Nowadays, the PC industry is really scrambling after tepid summer sales. It doesn’t appear that sales of the Mac have been impacted; they are still reported to be increasing faster than the industry as a whole.

But what about the iPad? Is it cannibalizing sales of other computers, and, if so, which ones? The industry analysts who are looking at the situation suggest that sales of the cheapest PCs are tanking, and companies who staked a lot on the low end, such as Acer, are due to be hurt the most.

If that’s the case, the PC box makers deserve to lose because they underestimated the public’s taste. The typical netbook doesn’t show a whit of innovation. It appears all the PC companies did was to make them as small as possible, using the cheapest components available. Little thought was given on how a tinier form factor PC would function with miniaturized versions of the standard components. I suppose they also hoped that customers might even upgrade to something better, rather than, having been burned once, buying someone else’s product, such as an iPad.

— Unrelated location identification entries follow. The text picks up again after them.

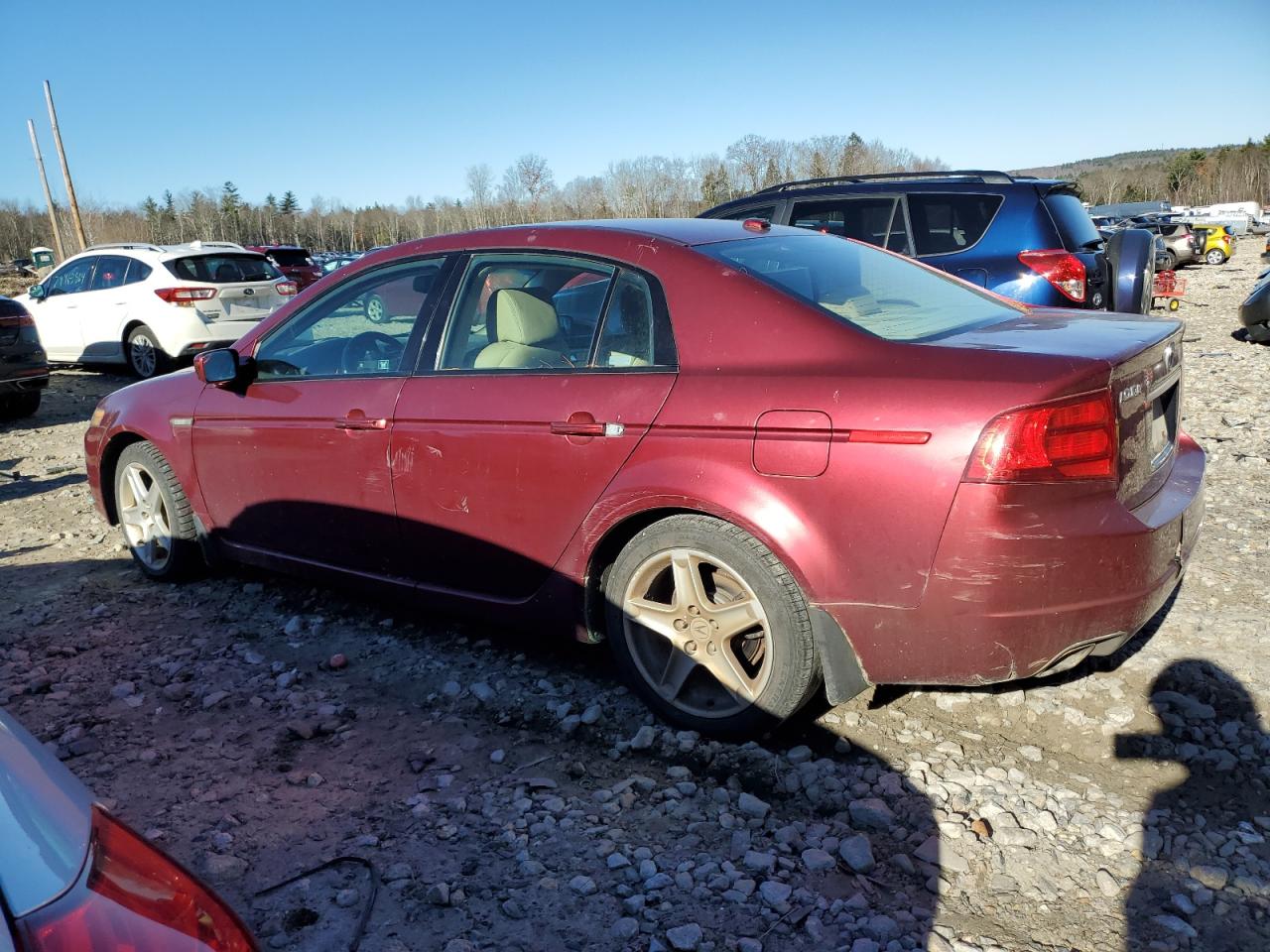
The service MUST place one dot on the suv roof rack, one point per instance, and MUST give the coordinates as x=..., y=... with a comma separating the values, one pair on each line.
x=143, y=245
x=994, y=178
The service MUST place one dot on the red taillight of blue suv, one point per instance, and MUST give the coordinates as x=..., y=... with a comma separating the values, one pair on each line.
x=1062, y=270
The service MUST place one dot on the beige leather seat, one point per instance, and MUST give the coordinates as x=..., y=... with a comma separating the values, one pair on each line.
x=521, y=322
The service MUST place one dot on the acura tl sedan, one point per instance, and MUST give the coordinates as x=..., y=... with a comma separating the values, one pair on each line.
x=752, y=458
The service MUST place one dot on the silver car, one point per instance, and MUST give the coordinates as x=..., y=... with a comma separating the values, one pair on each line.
x=73, y=879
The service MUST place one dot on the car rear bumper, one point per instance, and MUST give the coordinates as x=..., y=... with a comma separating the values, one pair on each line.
x=24, y=380
x=1017, y=592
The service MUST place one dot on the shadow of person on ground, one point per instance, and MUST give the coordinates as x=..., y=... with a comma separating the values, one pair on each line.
x=1206, y=880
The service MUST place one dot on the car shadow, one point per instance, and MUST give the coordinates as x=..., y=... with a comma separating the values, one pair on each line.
x=26, y=488
x=1206, y=832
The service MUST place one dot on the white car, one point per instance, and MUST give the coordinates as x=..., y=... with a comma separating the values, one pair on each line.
x=149, y=306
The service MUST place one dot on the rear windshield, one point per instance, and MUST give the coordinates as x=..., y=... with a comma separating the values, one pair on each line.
x=290, y=257
x=222, y=270
x=881, y=294
x=1075, y=226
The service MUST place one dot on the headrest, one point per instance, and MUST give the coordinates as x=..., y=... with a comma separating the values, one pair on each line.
x=524, y=318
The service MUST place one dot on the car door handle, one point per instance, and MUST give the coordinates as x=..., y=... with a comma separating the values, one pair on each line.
x=361, y=422
x=567, y=428
x=583, y=424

So is the iPad killing the netbook? Certainly you can buy netbooks for less than $300, so why spend upwards of $200 extra for an unproven gadget, one that can’t even run standard Mac software? Does that make sense?

Of course the iPad buyer profile is probably complicated. Many buy them not to replace the family or office Mac or PC, but to have a simple portable device that will let them postpone a computer upgrade. An iPad may also serve as an extra gadget.

If one’s need of a computer can be met with the apps Apple provides on the iPad, or are available from the App Store, it may well be that the iPad can replace a personal computer in many cases, particularly if you are more of a consumer than a creator.

On the long haul, Steve Jobs has told you all about Apple’s future direction, although not everyone is listening. The iPad and its successors are meant as the personal computers of the future, the ones that will take over the industry for the vast majority of people. Yes, the traditional PC desktop and note-books will still be around, but sales will not be near as high. It’s not that the era of the PC is over so much as the likely prospect that it will morph into a different sort of machine. Apple is betting it’ll be the iPad, and the rest of the PC industry clearly doesn’t know what to think. They’ll try anything, from regular PCs, to mobile devices that may also have “Pad” in the name, perhaps to fool people into thinking it’s all the same.

As most of you know, it’s not the name but what’s behind it that counts.